Nor can there by any doubt that the trial court also was right in holding that, under this rule, where property has been sold componently, as part, for instance, of a going business, for an entirety of consideration, the proof of values from which the fraud damages are determinable must relate to the purchase-whole, and not to items of the property in attempted segregation.

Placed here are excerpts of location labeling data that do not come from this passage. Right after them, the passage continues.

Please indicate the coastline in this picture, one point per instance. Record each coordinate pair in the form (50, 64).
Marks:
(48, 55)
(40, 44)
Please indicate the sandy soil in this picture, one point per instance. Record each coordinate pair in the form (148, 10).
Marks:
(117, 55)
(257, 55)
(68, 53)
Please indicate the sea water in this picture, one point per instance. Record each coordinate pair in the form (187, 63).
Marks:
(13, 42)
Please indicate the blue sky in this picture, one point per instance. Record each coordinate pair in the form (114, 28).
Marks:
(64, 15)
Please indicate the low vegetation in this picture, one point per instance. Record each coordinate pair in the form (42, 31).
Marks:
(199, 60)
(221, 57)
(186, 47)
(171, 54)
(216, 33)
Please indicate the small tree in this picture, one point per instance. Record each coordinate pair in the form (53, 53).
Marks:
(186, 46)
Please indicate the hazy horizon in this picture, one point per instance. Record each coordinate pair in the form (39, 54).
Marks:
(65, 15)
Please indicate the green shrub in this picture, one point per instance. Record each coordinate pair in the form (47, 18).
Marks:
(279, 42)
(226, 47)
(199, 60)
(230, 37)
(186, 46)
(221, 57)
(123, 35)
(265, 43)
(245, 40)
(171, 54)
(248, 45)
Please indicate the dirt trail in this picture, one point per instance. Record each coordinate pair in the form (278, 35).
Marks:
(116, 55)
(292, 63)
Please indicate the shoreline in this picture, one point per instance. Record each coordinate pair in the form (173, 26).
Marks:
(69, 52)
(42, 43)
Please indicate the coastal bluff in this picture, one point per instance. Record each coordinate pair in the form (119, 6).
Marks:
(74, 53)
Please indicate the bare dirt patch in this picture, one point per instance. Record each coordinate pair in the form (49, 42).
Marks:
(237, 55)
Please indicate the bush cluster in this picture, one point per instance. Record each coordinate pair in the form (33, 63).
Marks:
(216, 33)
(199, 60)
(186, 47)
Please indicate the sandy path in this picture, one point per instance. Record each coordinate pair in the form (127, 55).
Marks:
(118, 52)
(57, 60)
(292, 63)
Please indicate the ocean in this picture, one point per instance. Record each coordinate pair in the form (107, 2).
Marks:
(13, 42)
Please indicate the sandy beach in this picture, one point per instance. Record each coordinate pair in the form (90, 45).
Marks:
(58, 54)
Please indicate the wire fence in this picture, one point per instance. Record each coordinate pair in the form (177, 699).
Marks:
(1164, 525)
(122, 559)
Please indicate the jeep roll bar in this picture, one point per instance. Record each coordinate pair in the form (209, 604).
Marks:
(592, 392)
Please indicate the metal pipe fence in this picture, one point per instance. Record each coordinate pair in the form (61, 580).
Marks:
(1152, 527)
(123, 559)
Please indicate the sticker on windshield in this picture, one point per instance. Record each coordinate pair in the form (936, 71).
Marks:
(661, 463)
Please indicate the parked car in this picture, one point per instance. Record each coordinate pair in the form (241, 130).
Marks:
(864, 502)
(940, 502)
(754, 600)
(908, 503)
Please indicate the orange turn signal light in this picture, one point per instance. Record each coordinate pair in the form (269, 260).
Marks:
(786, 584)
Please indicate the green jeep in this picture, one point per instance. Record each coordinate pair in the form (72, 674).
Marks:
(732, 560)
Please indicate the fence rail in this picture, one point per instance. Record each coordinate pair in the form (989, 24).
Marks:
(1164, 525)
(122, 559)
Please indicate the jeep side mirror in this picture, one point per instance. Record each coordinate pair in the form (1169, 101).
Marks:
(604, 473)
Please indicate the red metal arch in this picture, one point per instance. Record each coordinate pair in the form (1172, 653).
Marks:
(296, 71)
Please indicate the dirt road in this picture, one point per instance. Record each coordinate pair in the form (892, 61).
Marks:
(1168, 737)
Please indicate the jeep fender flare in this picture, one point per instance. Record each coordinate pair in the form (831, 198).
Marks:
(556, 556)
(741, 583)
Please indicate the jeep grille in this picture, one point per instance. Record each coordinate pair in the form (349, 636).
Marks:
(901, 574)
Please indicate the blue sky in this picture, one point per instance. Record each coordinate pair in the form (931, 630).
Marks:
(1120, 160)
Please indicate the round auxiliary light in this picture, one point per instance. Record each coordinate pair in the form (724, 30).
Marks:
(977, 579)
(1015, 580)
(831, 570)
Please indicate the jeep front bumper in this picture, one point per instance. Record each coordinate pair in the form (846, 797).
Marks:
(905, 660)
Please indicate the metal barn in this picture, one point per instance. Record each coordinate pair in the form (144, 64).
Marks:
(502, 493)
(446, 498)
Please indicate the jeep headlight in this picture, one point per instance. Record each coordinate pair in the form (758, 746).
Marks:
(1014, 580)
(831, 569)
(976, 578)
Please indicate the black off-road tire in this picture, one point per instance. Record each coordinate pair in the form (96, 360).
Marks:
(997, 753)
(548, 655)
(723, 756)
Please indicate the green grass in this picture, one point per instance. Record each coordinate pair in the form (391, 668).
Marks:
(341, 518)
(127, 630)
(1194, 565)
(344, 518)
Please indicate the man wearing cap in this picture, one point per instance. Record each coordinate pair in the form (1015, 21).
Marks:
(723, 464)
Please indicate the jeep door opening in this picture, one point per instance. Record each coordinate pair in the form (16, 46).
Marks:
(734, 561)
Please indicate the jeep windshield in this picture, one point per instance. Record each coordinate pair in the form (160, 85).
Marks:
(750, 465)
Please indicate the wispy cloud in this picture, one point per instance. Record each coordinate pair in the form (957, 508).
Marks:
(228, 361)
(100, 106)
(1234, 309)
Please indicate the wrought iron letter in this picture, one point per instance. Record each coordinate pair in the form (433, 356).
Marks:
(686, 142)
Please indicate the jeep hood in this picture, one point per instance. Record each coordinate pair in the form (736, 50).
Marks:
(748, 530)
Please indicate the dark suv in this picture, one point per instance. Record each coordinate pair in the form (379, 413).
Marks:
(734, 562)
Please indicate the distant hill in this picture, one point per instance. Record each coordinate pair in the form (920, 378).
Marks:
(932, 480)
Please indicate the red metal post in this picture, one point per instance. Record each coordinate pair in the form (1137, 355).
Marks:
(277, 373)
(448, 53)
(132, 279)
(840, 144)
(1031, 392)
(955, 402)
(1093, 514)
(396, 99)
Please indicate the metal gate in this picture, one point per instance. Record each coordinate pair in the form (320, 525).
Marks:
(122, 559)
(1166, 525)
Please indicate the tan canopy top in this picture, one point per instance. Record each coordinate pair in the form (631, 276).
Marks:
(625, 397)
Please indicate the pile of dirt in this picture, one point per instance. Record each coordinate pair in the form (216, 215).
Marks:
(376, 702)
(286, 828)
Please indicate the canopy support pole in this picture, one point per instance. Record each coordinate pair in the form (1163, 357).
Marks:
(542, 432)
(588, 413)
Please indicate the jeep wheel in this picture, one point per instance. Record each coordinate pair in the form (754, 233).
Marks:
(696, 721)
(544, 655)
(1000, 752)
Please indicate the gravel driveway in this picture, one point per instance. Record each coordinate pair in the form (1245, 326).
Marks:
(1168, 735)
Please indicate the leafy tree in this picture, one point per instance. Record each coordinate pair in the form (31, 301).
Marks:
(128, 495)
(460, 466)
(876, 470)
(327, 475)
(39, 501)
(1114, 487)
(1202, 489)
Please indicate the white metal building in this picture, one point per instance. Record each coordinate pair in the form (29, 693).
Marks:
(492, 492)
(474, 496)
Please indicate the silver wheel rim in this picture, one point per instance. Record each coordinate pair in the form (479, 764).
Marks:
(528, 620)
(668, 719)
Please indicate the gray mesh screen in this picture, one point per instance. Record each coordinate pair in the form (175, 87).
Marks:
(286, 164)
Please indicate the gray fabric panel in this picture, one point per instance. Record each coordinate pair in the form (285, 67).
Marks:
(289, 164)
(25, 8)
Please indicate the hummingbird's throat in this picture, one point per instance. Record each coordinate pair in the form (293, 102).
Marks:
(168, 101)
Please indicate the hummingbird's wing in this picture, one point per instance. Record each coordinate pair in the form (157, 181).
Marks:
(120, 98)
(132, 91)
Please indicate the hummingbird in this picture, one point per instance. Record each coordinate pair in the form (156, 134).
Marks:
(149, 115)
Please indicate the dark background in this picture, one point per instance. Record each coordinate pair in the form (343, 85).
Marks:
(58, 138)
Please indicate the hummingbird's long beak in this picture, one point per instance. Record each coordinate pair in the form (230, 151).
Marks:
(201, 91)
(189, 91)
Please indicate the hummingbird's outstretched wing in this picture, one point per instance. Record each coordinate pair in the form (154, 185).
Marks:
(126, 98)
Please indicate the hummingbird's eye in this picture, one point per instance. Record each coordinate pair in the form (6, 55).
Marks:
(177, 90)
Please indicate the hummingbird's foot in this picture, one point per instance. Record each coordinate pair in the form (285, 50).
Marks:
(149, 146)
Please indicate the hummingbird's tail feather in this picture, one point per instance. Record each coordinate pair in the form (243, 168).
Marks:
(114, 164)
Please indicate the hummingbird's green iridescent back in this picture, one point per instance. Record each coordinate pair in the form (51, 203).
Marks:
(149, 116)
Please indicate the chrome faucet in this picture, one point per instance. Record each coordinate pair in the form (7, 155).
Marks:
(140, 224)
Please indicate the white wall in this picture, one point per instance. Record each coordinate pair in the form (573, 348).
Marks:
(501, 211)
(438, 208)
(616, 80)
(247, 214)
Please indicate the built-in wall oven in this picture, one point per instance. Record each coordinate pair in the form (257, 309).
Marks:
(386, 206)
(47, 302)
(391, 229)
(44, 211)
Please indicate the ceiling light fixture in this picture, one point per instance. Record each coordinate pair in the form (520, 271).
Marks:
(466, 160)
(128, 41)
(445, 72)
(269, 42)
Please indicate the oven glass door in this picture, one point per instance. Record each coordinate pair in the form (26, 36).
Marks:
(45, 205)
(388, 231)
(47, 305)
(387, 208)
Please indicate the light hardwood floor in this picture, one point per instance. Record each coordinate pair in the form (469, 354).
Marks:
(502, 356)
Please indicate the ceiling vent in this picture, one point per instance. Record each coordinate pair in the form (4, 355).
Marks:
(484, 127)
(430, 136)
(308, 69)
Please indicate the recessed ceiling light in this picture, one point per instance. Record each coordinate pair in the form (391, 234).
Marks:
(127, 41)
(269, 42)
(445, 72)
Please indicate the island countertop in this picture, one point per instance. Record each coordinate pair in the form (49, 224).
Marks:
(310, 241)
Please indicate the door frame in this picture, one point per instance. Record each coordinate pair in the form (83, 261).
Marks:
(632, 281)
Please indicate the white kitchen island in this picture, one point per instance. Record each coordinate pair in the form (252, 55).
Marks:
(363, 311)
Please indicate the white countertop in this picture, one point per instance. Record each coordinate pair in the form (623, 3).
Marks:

Thus, in Markel v. Moudy, 13 Neb. 322, 14 N.W. 409, where the action was one for fraud in the sale of an eating house (constituting personal property) and the furniture and fixtures and business thereof, for which plaintiffs had paid $8, 000, the court held that proof as to the physical worthlessness of the building was not a competent basis for determining the existence or amount of any damages from fraud in the purchase transaction. The opinion says, 13 Neb. at pages 323 and 325, 14 N.W. at pages 410 and 411: 'The matter in issue being, then, the alleged worthlessness of the 'personal property and business, ' which was purchased as a whole, for a single and unapportionable consideration, the absolute necessity of including that
business in estimating the value of the purchase is apparent. Yet, notwithstanding this, not a single witness was called on the part of (plaintiffs) as to what the tangible property and business, taken together as a unit, was really worth. This want of evidence as to the value of the business included in the sale renders the verdict erroneous for want of evidence to support it.'
A bit more remotely to the present situation, the court also said in Theisen v. Peterson, 114 Neb. 150, 211 N.W. 19, 21, where there was a cross-petition to recover damages for fraud in the sale of a stock farm and the cattle and hogs being raised thereon, for which in that case there had been separate considerations, that 'no evidence was offered by either side as to the real value of the cattle and hogs as part of the equipment of a stock farm, which is the proper test; (the purchaser) claims that they were only worth what they would sell for on the stock market, but this is clearly incorrect as (he) was not purchasing them for slaughter.'
And so, in the present case, plaintiffs' attempt to evaluate the good will and the stock of paint out of relation to the purchase-whole would no more constitute proof of any general damages from the fraud than did the proof made in the Markel case, 13 Neb. 322, 14 N.W. 409, of the worthlessness of the building. The $6, 000 which plaintiffs had paid was the consideration for the going business and its furniture, fixtures, stock of merchandise, and good will, as an entirety. The mere fact that, in seeking to arrive at an acceptable consideration for the purchase-whole, the parties placed a component bargaining figure of $1, 800 upon the good will and $3, 000 upon the stock of paint did not under the circumstances of the transaction give the transfer of the good will or of the stock of paint the effect of a separable sale. Nor, as a matter of fact, did plaintiffs' petition purport to plead that they were intended as or were equivalent to separable sales. Plaintiffs have merely mistakenly attempted, in their pleading and proof, to vivisect their general-damage whole into convenient elements without regard to their prior relationship and componency.